Providence Swedish is cutting family medicine residency slots by 26% as it braces for federal Medicaid cuts, a move with ripple effects for Everett's largest private healthcare employer.

Providence Swedish announced in April 2026 it will merge its two Seattle-based family medicine residency programs and shrink the combined cohort from 69 residents to 51 over four years, a 26% reduction.

The system cited looming Medicaid losses as the reason it accelerated budget-trimming decisions, according to a Seattle Times report published Wednesday, July 2.

The residency cuts apply to Providence Swedish's Cherry Hill and First Hill programs in Seattle, not directly to Providence Regional Medical Center Everett. But the financial pressures are system-wide.

Providence cut 600 mostly administrative jobs in June 2025 across its 125,000-person, seven-state workforce. At PRMCE, the system announced in April it would switch hospitalist physician services to a new contractor, Vituity, effective July 29.

PRMCE employs approximately 2,393 people in Snohomish County, making it the county's fifth-largest employer and largest private healthcare employer, according to the Economic Alliance of Snohomish County's 2025 data. The 595-bed hospital serves as the county's only Level II trauma center, with a medical staff of more than 1,350 providers.

Access to health care was ranked the top community health need in Snohomish County in PRMCE's 2022 community health needs assessment. That same assessment found a primary care provider-to-population ratio of 1,930 to 1.

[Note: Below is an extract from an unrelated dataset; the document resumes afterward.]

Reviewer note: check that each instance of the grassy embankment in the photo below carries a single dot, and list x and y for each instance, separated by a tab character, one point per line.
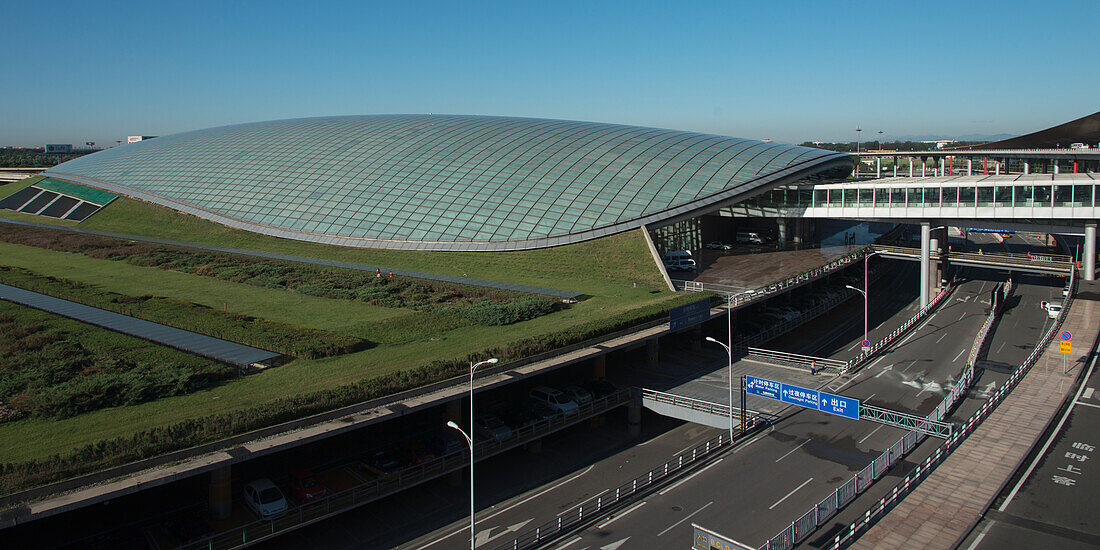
605	270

Fewer residency slots statewide matter because graduates of Washington's family medicine programs tend to stay in-state to practice, according to Dr. Russell Maier, associate dean for graduate medical education at Pacific Northwest University of Health Sciences in Yakima.

"It's not a spigot you can just turn back on," Maier told the Seattle Times, noting that residency programs take years to build and cannot be quickly restored once cut.

Starting in 2027, Providence Swedish will accept six fewer new family medicine residents per year through 2029. All current residents will complete their programs.

Even after the reduction, the merged program will remain Washington's largest family medicine residency, according to the Seattle Times.

Washington has about 445 family medicine residency positions across 25 programs. The statewide count grew from 285 in 2014 to a peak of 490 in 2023 but has declined in the past two years.

A separate residency at Community Health Care in Tacoma, which typically graduated eight residents per year, also closed in 2026.

Providence Swedish leaders and community clinic partners had not determined, as of July 2, which of the system's roughly 50 Puget Sound training-site partnerships will continue after the reduction.

Medicaid work requirements under the federal "One Big Beautiful Bill Act," signed in 2025, take effect in most states on Thursday, January 1, 2027.